Wenn Dein Aquarium gerade startet, findest Du dazu unsere Kaufberatung Die erste Cleaning-Crew zusammenstellen.
Schnecken beseitigen nicht die Ursache einer Algenplage
Schnecken können vorhandene Algen abweiden. Sie beseitigen aber nicht automatisch die Ursache für ungewöhnlich starkes Algenwachstum.
Wenn Algen dauerhaft massiv auftreten, solltest Du deshalb zusätzlich Wasserwerte, Nährstoffsituation, Fütterung, Beleuchtung und Pflege des Aquariums betrachten.
Eine Cleaning-Crew ist Unterstützung – kein Ersatz für ein stabiles Aquariensystem.
Welche Schnecken solltest Du kaufen?
Für feine Algenbeläge auf Steinen und Scheiben ist Tectus fenestratus ein sehr guter Ausgangspunkt.
Bei kräftigerem Algenaufwuchs ist Turbo bruneus interessant. Auch Turbo fluctuosus kann für stärkeren Bewuchs sinnvoll sein.
Cerithium caeruleum ergänzt reine Weidegänger durch ihre vielseitige Lebensweise.
Für Sandflächen ist Conomurex luhuanus interessant, während Nassarius als Resteverwerter eine ganz andere Aufgabe übernimmt.
Aktuell verfügbare Schnecken und weitere Wirbellose findest Du direkt in unserem Wirbellosen-Land.
Wenn Du Schnecken mit Einsiedlerkrebsen, Seeigeln und Garnelen kombinieren möchtest, hilft Dir unsere Kaufberatung Die richtige Cleaning-Crew wählen.
Wirbellose im Meerwasseraquarium – Haltung & Arten
Hier erfährst Du ausführlich mehr über Schnecken, Einsiedlerkrebse, Garnelen, Seeigel, Seesterne und weitere Wirbellose sowie über Ernährung, Vergesellschaftung und die richtige Zusammenstellung einer Cleaning-Crew.
Weitere Schnecken kennenlernen
Wenn Du Dich vor dem Kauf genauer über einzelne Arten informieren möchtest, findest Du weitere Informationen in unserem Wirbellosen-Lexikon.
Fazit
Die richtige Schnecke hängt davon ab, welche Algen vorhanden sind und wo sie wachsen.
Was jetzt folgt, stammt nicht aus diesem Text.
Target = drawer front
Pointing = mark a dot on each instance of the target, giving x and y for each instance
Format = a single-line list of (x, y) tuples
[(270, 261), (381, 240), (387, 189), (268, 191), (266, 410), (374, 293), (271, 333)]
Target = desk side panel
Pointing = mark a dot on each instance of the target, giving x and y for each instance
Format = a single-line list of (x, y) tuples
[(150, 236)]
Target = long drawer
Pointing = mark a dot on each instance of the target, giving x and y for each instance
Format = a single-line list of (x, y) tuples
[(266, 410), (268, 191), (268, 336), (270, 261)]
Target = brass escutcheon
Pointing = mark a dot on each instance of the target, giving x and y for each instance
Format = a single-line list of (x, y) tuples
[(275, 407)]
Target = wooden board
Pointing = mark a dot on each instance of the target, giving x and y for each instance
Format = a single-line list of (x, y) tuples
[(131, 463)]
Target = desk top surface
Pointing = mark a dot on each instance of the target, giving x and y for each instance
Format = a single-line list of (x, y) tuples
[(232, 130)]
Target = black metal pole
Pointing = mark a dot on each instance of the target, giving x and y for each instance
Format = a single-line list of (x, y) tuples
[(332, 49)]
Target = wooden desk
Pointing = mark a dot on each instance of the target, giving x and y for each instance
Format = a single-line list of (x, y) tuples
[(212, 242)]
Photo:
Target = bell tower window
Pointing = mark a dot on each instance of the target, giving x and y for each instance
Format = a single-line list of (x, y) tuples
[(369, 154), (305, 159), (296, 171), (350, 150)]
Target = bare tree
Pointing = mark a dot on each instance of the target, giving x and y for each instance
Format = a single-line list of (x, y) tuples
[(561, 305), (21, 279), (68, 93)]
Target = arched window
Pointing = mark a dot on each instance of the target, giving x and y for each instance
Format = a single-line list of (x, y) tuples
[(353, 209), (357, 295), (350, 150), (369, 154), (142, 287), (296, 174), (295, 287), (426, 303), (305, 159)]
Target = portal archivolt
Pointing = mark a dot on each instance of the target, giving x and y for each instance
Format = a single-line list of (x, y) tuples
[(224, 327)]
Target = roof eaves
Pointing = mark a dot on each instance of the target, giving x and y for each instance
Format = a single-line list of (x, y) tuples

Tectus fenestratus ist ein vielseitiger Weidegänger, Turbo bruneus und Turbo fluctuosus eignen sich für stärkeren Algenaufwuchs, Nerita bearbeitet feste Oberflächen und Cerithium sowie Conomurex ergänzen die Cleaning-Crew besonders in bodennahen Bereichen.
Nassarius ist dagegen kein klassischer Algenfresser, sondern ein wertvoller Resteverwerter im Bodengrund.
Kaufe deshalb nicht einfach möglichst viele Schnecken. Wähle unterschiedliche Arten passend zu den tatsächlichen Aufgaben und achte darauf, dass auch langfristig genügend Nahrung vorhanden bleibt. So entsteht eine Cleaning-Crew, die sinnvoll zu Deinem Meerwasseraquarium passt.
Haftungsausschluss
Die Inhalte dieser Kaufberatung wurden sorgfältig erstellt und dienen als Orientierung. Ernährungsweise, Verhalten und Eignung einzelner Schnecken können je nach Art, Tier und den individuellen Bedingungen in Deinem Aquarium abweichen.